Via Montgomery county public schools
Community members are urging Montgomery County Public Schools to work harder to reduce the impact of its daily school operations on the climate.
An online petition gathered more than 200 signatures in three days. It called on MCPS officials to reduce the district’s carbon footprint by developing a plan to ensure new school buildings have zero greenhouse gas emissions, use electric school buses, incorporate climate change education for high school students and establish a student-led committee to suggest policies for a “low-greenhouse gas lifestyle.”
“In Montgomery County (MOCO), the public school system (MCPS) is a major polluter,” the petition says. “The two biggest sources of MCPS greenhouse gases are from heating, cooling, and powering buildings and transportation.”
According to MCPS data, 83% of its greenhouse gas emissions in 2017 were a result of electricity and bus fleet fuel.

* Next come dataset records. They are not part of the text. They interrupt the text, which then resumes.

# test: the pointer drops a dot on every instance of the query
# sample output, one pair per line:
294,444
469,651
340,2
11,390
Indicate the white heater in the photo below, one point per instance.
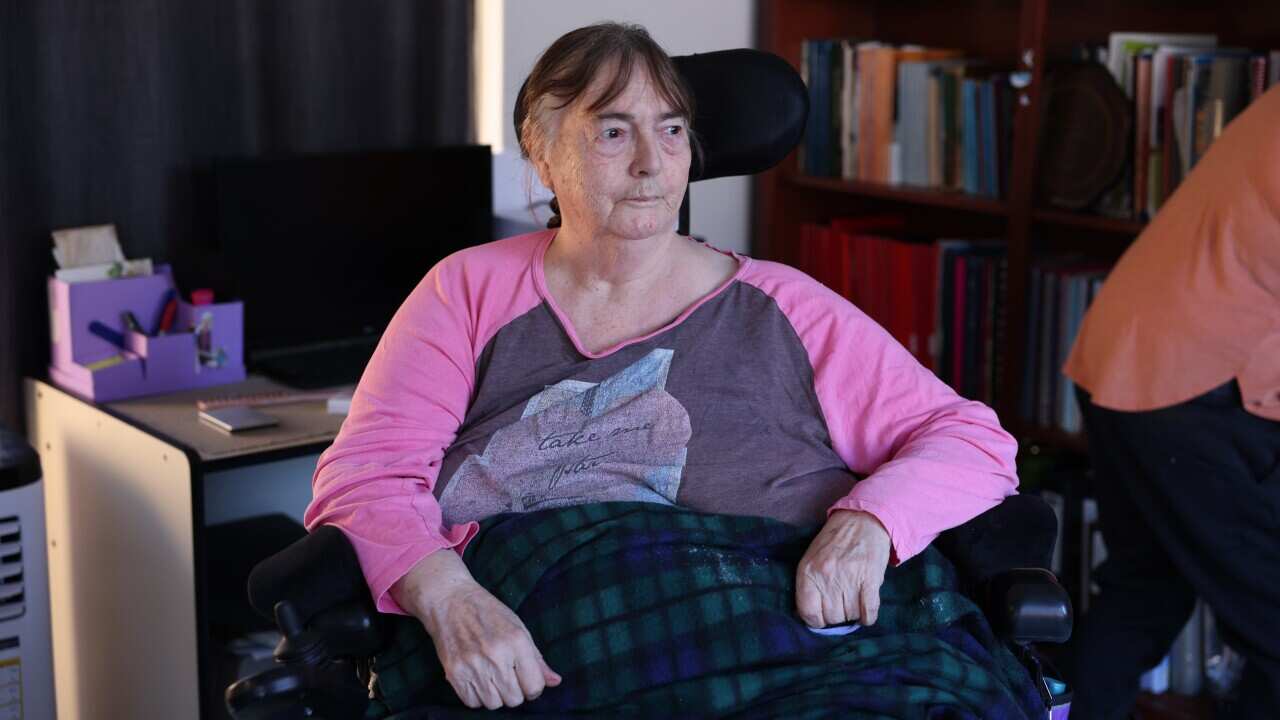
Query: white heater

In 2017, the County Council declared a climate emergency and set a goal of eliminating 80% of the county’s greenhouse gas emissions by 2027.
A school system spokesman said MCPS officials are working closely with county government officials to “further the impact of our environmental sustainability efforts.”
The spokesman pointed to a Board of Education resolution passed this year recognizing the “significant threat” of climate change and reiterating the board’s commitment to “pursue energy conservation efforts and preserve natural resources, while providing a safe and comfortable learning environment.”
Additionally, MCPS publishes an annual environmental sustainability plan that details the school system’s impact on climate change and actions it will take to address climate concerns locally.
“Additionally, 8 MCPS schools have earned National Green Ribbon awards for their commitment to environmental sustainability and 17 schools host solar panels, making MCPS a leader on solar power among school districts in Maryland,” spokesman Derek Turner said in a statement. “Moreover, the topic of climate change is taught in all MCPS schools as part of the Next Generation Science Standards, Maryland Environmental Literacy Standards, and MCPS Outdoor Environmental Education Program.”
A bill the state legislature passed in April encourages state school systems to use “zero emission vehicles,” defined as a bus that does not produce any tailpipe or evaporative emissions, as most traditional school buses do. MCPS is among a handful of school districts that volunteered to pilot the initiative.
The petition also urges MCPS to pass a proposed policy allowing students three unexcused absences per year to participate in civic activities, such as lobbying and protests. The proposed policy was tabled in January, after lengthy debate among school members about the impact on attendance. It has not been scheduled for further discussion.